BoB, which is the Botswana government’s principal advisor on economic issues, has joined the groundswell of opinion against MacLean Letshwiti, Keith Jefferies, Regina Vaka and Victor Senye’s purchase of a P300 million stake in BIFM, an asset management arm of BIHL.
Scores of shareholders are also up in arms against the purchase, which they say amounts to dirty corporate practice. This has touched on speculations that the Botswana Public Officers Pension Fund may also be pressured into terminating its asset management contract with BIFM.
BIHL, which is listed with the Botswana Stock Exchange, is the fifth largest company on the bourse following on the heels of the four commercial banks that are the blue chips on the market.
Letshwiti is the Chairman of BIHL; Dr Jefferies is the Non-Executive Director responsible for investments.
The other two: Vaka and Senye are co-Chief Executives, with Senye heading the Asset Management wing (BIFM) while Vaka is head of Botswana Life.
Bank of Botswana Staff Pension Fund Principal Officer, Ewetse Rakhudu, on May 8, 2008 wrote to BIFM that they had “followed reports regarding the sale of shareholding to some senior members, including executive employees and certain directors of BIFM.”

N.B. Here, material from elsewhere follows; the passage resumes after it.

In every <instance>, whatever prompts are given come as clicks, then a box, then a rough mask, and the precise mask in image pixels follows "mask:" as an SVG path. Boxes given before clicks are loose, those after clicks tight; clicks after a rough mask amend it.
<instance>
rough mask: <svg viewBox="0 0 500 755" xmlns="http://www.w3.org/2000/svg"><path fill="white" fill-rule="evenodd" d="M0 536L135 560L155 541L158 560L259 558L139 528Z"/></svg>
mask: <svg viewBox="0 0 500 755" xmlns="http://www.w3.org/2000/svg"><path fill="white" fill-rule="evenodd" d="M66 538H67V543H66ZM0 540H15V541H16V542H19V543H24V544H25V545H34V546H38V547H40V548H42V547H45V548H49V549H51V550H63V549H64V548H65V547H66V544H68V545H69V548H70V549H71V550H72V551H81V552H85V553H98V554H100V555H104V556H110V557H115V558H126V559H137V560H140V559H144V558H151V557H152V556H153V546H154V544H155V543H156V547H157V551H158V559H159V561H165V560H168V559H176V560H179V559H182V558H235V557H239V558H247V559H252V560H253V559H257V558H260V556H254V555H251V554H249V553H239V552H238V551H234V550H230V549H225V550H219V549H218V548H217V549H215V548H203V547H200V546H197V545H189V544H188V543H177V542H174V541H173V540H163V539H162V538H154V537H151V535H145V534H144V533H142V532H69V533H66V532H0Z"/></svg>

The letter, a copy of which is in the possession of Sunday Standard, further states that, “As you are aware, BIFM is currently the domestic asset manager of the (BoB) Pension Fund. In this regard, the Board of Trustees is concerned about the seriousness of the allegations relating to the governance and ethical issues, which could potentially affect the relationship. In this regard, we request that you urgently provide full disclosure to assist the pension fund to adopt an informed position on the matter.”
BIFM, however, sat on the BoB request and the result was another letter from Rakhudu dated May 26 and addressed to BIFM Chief Executive Officer, Victor Senye. In the letter, BoB gave BIFM a three day ultimatum, stating that, “We note with dismay that you have still not responded to our enquiry, and urge you do so by latest May 29, 2008, as the information is critical to decision making on a number of key issues.”
Senye, however, responded on May 30th giving the “background and rationale to the sale of a stake in BIFM.”
States Senye: “The Board of BIHL is charged with the responsibility to conduct the day to day business of BIHL and its subsidiaries which entail taking decisions regarding strategy, policy direction and market share of the group, in the best interest of the BIHL Group and the general body of shareholders.
“The landscape of the Asset Management business in Botswana has changed radically in the past three years, with competition from 3 to 8 players largely attracted by the BPOPF funds. It became essential to implement a retention strategy to secure the business, which strategy would take cognizance of some of the key government policy concerns.
“It was clear to the Board that active involvement of citizen executives of the Company to counteract the influence of citizens which held beneficial interests in competitors of BIFM was a necessary intervention. The Board constituted a citizen “Retention Committee” comprising Mclean Letshwiti, Chairman of the Board, Keith Jefferis, Economic advisor to the Board and Chairman of BIFM investment Committee, Regina Vaka, CEO of BLIL, and Victor Senye, CEO of BIFM.
“The mandate of the Retention Committee” was, amongst others, to protect the business interests of BIFM, grow the assets under management, lobby government and other stakeholders for a favourable environment.
“The success of the “Retention Committee” is shown in the excellent results of BIFM over the past three years. In order to safeguard continued performance by the “Retention Committee”, the Board resolved to recognize the contribution of the citizen members of the Retention Committee so as to retain their services as well as to provide further incentivisation to citizen employees.”
The Bank of Botswana, however, is not happy with the explanation and on Friday decided to cancel its agreement with BIFM.
In the letter, dated June 20, canceling the agreement, Rakhudu states that “having considered the totality of the circumstances, the Board of Trustees of the Bank of Botswana Staff Pension Fund have resolved that the asset management services contract entered into on September 20, 2005, with yourselves be terminated with immediate effect.”